Zebra String Trio, string trio
Anssi Karttunen, cello
Ernst Kovacic, violin
Steven Dann, viola
Krysia Osostowicz, violin
James Boyd, viola
Richard Lester, cello

Sándor Veress: Complete Music for String Quartet

Sándor Veress (1907-99) was born in Kolozsvár, then in Hungary (it is now Cluj-Napoca in Romania), but spent the last half-century of his life in Switzerland as an exile from Communism. In the 1930s he worked as Bartók's research assistant in his work on Hungarian folksong, with results audible in the two early string quartets. By the time of the Concerto for String Quartet and Orchestra three decades later, Veress had developed a lean and muscular style, incorporating elements of modernism but retaining a powerful sense of onward momentum, expressed in an original voice which combines head and heart in an exhilarating blend of freewheeling invention, fantasy and wit.

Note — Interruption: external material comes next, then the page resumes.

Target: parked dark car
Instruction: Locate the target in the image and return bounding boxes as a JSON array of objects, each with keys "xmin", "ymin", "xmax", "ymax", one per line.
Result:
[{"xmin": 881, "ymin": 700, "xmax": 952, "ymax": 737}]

Basel String Quartet, string quartet
Hungarian Symphony Orchestra, orchestra
Jan Schultsz, conductor

Peeter Süda: Complete Organ Music

The music of the Estonian organist-composer Peeter Süda (1883–1920) combines contrapuntal mastery with a virtuosic command of the Romantic organ. Süda’s brief life and his perfectionism meant that his output – exclusively for the organ – remained small, but it is beautifully crafted and highly expressive. This handful of original works is complemented by a mighty transcription of Liszt’s symphonic poem Tasso.

Ines Maidre, organ

Ester Mägi: Orchestral Music

In her native country Ester Mägi (b. 1922) is known as 'the First Lady of Estonian music’. A much-loved figure at home, Mägi is now beginning to enjoy a reputation further afield, where her incorporation of elements of Estonian folk-music into classical forms is being recognised as a fresh and original contribution to European art-music.

Ada Kuuseoks, piano
Mati Mikalai, piano
Tarmo Pajusaar, clarinet
Estonian National Symphony Orchestra, orchestra
Arvo Volmer, conductor
Mihkel Kütson, conductor

Alexander Goldenweiser: Piano Music, Volume One

Alexander Goldenweiser (1875–1961) is remembered as a major pianist, one of the founders of the Russian school of playing, and a friend of Rachmaninov, Scriabin and Tolstoy. He was also a prolific composer but rarely played his own works in public. His Contrapuntal Sketches, written in the early 1930s, are probably the first Russian cycle of polyphonic pieces encompassing all the major and minor keys; they fuse Goldenweiser’s compositional and pianistic virtuosity with an empathy for Russian folksong. The Sonata-Fantasia presents other, contrasting facets of his complex personality: although demonstrating his link to the Russian Romantics, it is resolutely modern and original. Jonathan Powell studied with one of Goldenweiser’s students, Sulamita Aronovsky.